İlk olarak Amerika ve Fransa’daki dizi film örnekleriyle dikkat çeken Gangster filmleri, 1920’lerin sonunda Amerikan yaşamında ekonomik bunalıma bağlı olarak ortaya çıkan içki yasağı, beraberinde gelen kaçak içki satışı, kadın, uyuşturucu ve çocuk ticareti, banka soygunu gibi konuları odağına alır. Böylece gangsterlerin, yaşamlarını ve birbirleriyle çatışmalarını tema alan bir film türü olarak karşımıza çıkar.
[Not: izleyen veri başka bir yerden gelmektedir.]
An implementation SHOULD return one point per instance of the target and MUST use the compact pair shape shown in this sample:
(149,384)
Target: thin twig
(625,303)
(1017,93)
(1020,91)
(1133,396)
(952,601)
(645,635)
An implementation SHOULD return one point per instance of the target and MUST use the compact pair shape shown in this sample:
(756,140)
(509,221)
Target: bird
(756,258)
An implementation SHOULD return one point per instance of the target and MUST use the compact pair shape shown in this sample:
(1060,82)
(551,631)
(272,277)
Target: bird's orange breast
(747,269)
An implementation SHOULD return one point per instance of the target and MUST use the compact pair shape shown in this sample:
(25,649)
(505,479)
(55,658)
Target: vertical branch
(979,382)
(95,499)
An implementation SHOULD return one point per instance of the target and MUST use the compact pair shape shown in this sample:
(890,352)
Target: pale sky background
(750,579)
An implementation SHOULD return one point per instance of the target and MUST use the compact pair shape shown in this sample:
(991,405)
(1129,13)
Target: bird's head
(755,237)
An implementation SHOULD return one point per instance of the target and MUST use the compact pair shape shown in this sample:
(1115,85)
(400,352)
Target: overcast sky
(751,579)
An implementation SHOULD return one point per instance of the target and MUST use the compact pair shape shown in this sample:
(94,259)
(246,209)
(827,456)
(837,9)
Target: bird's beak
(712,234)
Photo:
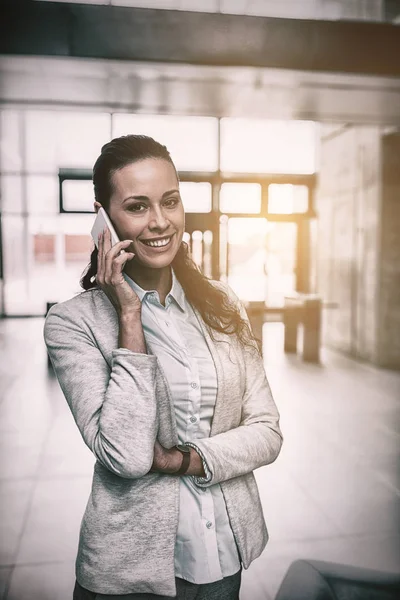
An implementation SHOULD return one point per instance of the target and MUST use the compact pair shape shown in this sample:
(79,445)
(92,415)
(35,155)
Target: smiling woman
(167,386)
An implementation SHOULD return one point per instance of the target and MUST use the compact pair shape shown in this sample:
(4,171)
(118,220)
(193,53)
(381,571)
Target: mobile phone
(103,220)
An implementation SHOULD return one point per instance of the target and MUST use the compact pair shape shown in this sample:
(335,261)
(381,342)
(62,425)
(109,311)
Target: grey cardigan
(121,403)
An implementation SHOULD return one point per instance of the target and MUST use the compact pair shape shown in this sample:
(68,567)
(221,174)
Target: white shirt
(205,549)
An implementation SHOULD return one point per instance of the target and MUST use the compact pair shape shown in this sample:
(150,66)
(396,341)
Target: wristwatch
(185,450)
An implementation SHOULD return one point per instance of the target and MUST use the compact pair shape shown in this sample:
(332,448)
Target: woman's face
(145,206)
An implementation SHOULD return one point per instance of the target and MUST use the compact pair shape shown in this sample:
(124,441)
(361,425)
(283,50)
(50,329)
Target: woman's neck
(151,279)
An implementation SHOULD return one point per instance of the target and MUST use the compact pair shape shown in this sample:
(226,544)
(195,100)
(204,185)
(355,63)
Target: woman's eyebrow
(174,191)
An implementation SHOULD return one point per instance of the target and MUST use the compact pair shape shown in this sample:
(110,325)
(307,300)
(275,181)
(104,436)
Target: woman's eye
(135,207)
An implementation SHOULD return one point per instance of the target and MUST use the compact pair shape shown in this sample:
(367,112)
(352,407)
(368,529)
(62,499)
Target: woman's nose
(158,219)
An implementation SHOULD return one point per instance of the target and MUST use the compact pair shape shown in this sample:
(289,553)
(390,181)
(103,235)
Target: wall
(348,205)
(389,282)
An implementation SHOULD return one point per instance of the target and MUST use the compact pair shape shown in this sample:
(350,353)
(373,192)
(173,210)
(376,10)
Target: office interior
(283,119)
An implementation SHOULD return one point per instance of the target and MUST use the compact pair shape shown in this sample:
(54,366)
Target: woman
(168,389)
Dönemin izlerini en iyi şekilde anlatan Western’ler, Gangster filmleri ve Kara filmlerde erkeğin sunumu üzerine çekilen filmlerden bir tanesi olarak karşımıza The Sting (1973) çıkar.
1930’lu yılların Chicago’sunda her yerde kol gezen gangsterlerden iki tanesi hikâyenin merkezinde yer alır. Belalılar orijinal adıyla The Sting, arkadaşlarının kumar tutkunu pislik bir gangser tarafından öldürmesiyle intikam planları yapmaya başlayan iki gangsterin maceralarını anlatır. Arkadaşlarının intikamını almak üzere dâhiyane bir plan hazırlamaya karar veren bu iki arkadaş için planı hazırlamak kadar uygulamak da oldukça zorlu ve engellerle mücadele edecekleri bir süreç olacaktır. Bu ikili birlikte acımasız bir mafya adamı olan Doyle Lonnegan’dan arkadaşlarının intikamını alacaklardır. Fakat dolandırılan tek kişi Lonnegan değil aynı zamanda seyirci de olacaktır. Henry ve Jonny karakterlerini ustalıkla yaşatan Robert Redford ve Paul Newman’ın eski dostları için bir araya gelişi, oyun içinde oyun teması, centilmen-hırsız rolleri ve diyalogları ile bu film en az The Godfather serisi kadar unutulmayacak klasikler arasına girer.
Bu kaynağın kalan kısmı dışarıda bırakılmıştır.